As antigas colônias ou neocolônias, às quais lhes prometeram um futuro maravilhoso após a Segunda Guerra Mundial, ainda não despertavam das ilusões de Bretton Woods. O sistema estava desenhado da cabeça aos pés para a exploração e o saque.

Ao início desta tomada de consciência ainda não apareceram outros fatores extremamente adversos, como o insuspeito esbanjamento de energia no qual cairiam os países industrializados. Estes pagavam o petróleo a menos de dois dólares por barril. A fonte de combustível, com a exceção dos Estados Unidos onde abundava muito, estava essencialmente nos países do Terceiro Mundo, principalmente no Oriente Médio, além do México, a Venezuela e ulteriormente na África. Mas, não todos os países classificados em virtude de outra mentira piedosa como “países em desenvolvimento” eram petroleiros, 82 deles são os mais pobres e como norma precisam importar petróleo. Portanto, lhes espera uma situação terrível se os alimentos fossem transformados em biocombustíveis ou em agrocombustíveis como preferem chamá-los os movimentos camponeses e indígenas de nossa região.

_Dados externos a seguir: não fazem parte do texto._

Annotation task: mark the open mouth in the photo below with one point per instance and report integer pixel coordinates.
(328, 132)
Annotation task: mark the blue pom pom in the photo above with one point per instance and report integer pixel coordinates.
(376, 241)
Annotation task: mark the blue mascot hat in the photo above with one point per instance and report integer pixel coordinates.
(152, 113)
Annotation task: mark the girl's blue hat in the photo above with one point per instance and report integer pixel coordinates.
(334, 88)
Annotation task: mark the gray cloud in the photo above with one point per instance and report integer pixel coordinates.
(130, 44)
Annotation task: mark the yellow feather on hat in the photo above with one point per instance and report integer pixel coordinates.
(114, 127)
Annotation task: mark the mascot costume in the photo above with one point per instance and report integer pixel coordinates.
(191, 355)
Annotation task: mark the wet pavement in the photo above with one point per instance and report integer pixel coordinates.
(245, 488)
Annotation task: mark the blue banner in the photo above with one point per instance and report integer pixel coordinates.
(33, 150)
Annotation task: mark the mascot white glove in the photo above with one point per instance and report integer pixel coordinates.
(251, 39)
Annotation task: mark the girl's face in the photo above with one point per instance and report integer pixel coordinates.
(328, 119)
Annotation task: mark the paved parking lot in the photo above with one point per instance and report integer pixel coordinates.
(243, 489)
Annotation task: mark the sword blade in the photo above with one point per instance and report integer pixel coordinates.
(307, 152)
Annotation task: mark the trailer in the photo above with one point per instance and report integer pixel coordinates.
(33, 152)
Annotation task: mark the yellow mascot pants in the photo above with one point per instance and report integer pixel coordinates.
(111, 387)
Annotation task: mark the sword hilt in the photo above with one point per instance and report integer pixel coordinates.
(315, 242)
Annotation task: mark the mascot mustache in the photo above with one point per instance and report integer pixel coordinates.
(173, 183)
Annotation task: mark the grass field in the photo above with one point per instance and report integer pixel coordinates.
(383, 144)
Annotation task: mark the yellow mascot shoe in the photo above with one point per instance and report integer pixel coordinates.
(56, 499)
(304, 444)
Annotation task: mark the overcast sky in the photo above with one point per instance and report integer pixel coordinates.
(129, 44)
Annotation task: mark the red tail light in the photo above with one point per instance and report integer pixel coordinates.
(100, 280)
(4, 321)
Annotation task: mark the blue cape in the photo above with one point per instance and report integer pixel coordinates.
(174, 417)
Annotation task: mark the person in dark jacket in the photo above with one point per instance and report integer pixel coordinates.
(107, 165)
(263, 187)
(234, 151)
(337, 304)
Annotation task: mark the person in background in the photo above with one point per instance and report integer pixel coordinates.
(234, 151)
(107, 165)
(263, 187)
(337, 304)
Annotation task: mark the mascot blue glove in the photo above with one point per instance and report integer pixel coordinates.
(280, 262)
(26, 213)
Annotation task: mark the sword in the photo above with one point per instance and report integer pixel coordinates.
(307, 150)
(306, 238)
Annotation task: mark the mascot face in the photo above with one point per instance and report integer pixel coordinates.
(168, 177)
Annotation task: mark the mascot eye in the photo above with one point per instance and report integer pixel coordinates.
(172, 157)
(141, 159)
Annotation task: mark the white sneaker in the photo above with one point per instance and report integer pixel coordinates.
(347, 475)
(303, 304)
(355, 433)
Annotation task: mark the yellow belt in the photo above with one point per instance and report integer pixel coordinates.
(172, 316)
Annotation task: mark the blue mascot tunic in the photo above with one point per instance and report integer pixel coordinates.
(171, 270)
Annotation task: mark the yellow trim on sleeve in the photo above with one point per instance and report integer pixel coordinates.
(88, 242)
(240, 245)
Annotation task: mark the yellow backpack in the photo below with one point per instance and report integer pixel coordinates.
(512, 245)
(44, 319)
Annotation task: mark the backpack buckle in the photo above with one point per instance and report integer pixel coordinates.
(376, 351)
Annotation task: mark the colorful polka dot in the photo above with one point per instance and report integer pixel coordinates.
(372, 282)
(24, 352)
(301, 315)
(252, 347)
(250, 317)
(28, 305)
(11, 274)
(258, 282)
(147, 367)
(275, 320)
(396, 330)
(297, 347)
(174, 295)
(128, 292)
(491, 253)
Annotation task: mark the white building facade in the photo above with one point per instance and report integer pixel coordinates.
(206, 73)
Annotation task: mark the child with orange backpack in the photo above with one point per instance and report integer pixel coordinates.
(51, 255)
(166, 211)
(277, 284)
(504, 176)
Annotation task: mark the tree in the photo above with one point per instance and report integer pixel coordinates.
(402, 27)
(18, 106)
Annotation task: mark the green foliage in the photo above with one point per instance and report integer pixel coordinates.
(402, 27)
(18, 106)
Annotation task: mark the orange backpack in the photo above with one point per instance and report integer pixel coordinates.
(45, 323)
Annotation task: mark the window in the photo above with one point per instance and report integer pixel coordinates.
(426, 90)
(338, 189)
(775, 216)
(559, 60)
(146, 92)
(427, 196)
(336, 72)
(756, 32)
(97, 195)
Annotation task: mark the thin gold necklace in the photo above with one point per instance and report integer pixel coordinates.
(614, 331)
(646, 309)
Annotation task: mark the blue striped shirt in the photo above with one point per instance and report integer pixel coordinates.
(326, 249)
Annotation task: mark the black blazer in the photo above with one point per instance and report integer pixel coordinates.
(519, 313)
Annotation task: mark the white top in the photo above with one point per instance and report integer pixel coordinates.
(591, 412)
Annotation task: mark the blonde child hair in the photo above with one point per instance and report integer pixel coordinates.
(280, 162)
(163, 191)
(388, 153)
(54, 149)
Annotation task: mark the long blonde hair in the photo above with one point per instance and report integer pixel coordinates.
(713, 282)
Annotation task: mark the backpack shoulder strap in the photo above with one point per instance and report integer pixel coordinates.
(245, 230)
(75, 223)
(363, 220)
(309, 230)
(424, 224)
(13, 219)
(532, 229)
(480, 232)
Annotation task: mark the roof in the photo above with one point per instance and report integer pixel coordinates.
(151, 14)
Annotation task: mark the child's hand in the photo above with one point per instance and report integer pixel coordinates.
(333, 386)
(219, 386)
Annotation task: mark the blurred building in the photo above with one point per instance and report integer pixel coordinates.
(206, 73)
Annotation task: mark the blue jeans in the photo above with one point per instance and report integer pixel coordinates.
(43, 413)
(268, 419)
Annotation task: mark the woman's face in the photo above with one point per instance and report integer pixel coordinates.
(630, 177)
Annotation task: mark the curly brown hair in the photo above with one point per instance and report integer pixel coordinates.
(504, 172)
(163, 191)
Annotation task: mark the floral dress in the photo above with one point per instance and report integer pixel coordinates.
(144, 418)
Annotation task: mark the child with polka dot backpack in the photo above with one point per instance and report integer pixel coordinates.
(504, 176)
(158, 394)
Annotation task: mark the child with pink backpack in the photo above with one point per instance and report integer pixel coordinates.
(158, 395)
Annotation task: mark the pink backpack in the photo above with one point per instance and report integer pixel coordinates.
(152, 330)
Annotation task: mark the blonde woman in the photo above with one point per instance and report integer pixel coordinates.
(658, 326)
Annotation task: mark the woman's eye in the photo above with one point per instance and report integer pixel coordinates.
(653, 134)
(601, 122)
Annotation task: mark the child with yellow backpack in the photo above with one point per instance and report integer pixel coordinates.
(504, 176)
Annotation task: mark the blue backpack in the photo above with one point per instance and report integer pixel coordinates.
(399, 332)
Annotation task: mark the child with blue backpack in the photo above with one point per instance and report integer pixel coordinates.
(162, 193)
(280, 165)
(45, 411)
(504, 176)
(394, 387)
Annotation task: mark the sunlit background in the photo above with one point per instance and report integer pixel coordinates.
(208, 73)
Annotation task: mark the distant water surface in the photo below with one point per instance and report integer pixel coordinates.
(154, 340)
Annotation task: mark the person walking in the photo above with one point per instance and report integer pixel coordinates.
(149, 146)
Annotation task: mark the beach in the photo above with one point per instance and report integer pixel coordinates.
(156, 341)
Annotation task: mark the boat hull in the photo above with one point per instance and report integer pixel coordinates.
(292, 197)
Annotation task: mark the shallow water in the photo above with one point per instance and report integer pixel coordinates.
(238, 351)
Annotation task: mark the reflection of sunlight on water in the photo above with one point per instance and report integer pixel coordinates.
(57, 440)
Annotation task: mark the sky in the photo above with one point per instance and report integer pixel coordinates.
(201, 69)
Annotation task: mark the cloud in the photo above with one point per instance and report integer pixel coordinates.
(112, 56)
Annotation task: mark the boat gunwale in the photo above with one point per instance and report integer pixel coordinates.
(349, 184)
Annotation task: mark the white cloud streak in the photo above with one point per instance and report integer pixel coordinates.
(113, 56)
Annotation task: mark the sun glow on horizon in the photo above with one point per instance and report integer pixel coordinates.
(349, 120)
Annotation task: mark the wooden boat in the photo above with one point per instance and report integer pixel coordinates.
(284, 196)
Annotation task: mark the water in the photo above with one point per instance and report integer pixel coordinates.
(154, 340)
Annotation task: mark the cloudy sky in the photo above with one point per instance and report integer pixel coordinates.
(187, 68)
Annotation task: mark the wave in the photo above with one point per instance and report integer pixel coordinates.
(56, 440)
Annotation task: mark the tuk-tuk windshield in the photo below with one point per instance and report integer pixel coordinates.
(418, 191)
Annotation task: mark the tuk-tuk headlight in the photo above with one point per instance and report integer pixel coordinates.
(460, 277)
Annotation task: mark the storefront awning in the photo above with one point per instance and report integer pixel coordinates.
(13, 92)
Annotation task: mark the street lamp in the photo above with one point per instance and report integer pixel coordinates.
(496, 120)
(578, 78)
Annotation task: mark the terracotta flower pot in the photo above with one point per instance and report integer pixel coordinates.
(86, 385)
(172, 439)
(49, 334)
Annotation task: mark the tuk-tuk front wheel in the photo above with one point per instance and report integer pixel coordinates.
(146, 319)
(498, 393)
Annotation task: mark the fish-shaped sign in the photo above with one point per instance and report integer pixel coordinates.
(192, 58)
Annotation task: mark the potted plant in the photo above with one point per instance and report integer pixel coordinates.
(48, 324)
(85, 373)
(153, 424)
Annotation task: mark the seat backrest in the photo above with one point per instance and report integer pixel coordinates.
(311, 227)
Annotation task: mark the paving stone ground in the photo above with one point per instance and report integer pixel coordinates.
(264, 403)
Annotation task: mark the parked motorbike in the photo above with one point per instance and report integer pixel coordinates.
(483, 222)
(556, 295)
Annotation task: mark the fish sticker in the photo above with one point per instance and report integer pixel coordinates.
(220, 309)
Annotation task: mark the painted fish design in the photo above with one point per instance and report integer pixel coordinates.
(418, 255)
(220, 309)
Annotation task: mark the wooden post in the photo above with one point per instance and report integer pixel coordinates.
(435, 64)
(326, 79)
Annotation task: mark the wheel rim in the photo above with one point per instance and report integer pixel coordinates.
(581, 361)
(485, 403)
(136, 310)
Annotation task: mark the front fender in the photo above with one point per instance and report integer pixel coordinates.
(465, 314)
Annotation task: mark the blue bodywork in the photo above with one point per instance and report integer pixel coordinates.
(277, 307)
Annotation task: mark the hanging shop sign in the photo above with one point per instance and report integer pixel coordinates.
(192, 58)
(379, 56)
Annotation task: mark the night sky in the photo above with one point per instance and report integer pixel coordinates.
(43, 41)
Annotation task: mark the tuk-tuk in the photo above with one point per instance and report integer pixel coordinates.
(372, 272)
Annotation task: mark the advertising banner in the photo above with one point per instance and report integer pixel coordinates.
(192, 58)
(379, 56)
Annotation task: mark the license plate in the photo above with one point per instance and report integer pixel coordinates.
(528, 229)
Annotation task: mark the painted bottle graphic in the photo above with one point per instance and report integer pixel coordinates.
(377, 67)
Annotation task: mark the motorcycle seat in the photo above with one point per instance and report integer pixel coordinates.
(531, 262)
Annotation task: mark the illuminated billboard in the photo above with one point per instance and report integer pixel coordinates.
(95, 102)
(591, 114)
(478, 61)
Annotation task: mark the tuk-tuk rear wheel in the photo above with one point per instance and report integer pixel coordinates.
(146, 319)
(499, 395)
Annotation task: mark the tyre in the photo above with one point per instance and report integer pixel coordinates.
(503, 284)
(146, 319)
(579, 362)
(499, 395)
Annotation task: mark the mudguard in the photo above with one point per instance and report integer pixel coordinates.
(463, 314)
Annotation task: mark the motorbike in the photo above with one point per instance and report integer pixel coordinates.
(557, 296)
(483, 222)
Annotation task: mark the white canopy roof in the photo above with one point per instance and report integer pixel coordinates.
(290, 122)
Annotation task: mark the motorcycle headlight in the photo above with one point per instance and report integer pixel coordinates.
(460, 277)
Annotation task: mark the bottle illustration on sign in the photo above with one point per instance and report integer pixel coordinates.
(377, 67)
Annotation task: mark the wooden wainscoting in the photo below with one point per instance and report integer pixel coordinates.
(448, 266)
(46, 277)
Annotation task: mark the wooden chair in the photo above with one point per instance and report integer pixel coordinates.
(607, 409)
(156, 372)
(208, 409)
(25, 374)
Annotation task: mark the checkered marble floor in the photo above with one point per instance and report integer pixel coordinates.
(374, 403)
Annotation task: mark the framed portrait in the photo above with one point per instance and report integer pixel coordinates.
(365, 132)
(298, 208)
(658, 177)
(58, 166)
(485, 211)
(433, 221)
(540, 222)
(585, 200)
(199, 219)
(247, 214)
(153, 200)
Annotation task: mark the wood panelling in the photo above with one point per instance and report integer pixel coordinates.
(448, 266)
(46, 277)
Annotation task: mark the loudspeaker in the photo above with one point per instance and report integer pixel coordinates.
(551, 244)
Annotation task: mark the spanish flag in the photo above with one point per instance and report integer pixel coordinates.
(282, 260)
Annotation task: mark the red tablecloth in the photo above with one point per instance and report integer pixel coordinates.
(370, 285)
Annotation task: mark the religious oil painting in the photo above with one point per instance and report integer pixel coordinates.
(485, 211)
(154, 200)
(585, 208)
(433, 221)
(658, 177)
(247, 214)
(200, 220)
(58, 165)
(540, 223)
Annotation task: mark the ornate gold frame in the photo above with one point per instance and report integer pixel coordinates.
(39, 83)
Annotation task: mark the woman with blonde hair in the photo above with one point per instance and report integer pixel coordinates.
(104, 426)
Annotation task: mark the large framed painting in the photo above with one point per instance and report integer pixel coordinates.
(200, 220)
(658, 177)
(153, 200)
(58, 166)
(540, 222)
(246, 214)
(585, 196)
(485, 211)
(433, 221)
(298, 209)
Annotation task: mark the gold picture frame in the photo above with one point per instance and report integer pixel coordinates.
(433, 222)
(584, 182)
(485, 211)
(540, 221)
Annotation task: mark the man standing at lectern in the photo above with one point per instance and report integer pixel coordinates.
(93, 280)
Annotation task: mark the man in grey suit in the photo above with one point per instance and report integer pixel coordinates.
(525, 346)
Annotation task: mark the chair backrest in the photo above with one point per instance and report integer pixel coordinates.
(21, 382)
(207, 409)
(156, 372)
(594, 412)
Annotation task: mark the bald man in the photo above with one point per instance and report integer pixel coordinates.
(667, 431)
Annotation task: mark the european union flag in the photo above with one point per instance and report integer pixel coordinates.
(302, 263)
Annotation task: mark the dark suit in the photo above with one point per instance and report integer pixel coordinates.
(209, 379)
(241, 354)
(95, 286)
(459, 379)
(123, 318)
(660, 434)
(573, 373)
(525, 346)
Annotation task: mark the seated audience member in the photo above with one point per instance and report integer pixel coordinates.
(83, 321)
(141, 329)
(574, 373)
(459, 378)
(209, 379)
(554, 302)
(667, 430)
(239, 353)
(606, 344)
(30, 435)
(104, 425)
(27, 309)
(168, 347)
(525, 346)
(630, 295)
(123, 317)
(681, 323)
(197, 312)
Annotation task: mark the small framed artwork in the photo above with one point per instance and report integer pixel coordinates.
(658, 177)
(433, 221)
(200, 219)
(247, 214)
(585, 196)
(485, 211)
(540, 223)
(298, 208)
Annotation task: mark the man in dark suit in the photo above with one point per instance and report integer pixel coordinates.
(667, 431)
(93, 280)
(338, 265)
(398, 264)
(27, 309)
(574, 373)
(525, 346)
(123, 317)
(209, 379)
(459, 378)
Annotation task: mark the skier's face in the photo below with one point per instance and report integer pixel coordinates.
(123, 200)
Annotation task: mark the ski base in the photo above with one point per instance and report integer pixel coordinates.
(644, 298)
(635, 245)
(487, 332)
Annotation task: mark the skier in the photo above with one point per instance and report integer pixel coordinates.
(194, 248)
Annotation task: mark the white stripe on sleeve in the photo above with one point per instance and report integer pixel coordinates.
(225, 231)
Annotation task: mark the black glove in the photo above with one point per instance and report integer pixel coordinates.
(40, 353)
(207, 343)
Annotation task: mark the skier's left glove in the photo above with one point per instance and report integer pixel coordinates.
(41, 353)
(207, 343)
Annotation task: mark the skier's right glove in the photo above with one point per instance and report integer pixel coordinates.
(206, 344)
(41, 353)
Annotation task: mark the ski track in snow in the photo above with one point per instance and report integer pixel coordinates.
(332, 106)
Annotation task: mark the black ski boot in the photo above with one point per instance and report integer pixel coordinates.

A idéia do aquecimento global como terrível espada de Dâmocles que está sobre a vida da espécie, há apenas 30 anos nem sequer era conhecida pela esmagadora maioria dos habitantes do planeta; ainda hoje existe uma grande ignorância e confusão sobre estes temas. Se fossem escutados os porta-vozes das multinacionais e o seu aparelho de divulgação, vivemos no melhor dos mundos: uma economia regida pelo mercado, mais capital multinacional, mais tecnologia sofisticada, igual a crescimento constante da produtividade, do PIB, do nível de vida e todos os sonhos do mundo para a espécie humana; o Estado não deve se interpor em nada, não deveria inclusive existir, salvo como instrumento do grande capital financeiro.

Mas, as realidades são obstinadas. Um dos países mais industrializados do mundo, a Alemanha, perde o sono perante o fato de que 10 por cento da população está desempregada. Os trabalhos mais duros e menos atrativos são desempenhados pelos imigrantes que, desesperados em sua crescente pobreza, penetram na Europa industrializada por todos os orifícios possíveis. Parece que, ninguém calcula o número de habitantes do planeta, que cresce precisamente nos países não desenvolvidos.

Mais de 700 representantes de organizações sociais acabam de reunir-se em Havana para discutirem sobre vários dos temas que são abordados nesta reflexão. Muitos deles expuseram as suas opiniões e deixaram entre nós inesquecíveis impressões. Há material abundante sobre o qual refletir, além dos novos fatos que acontecem  cada dia.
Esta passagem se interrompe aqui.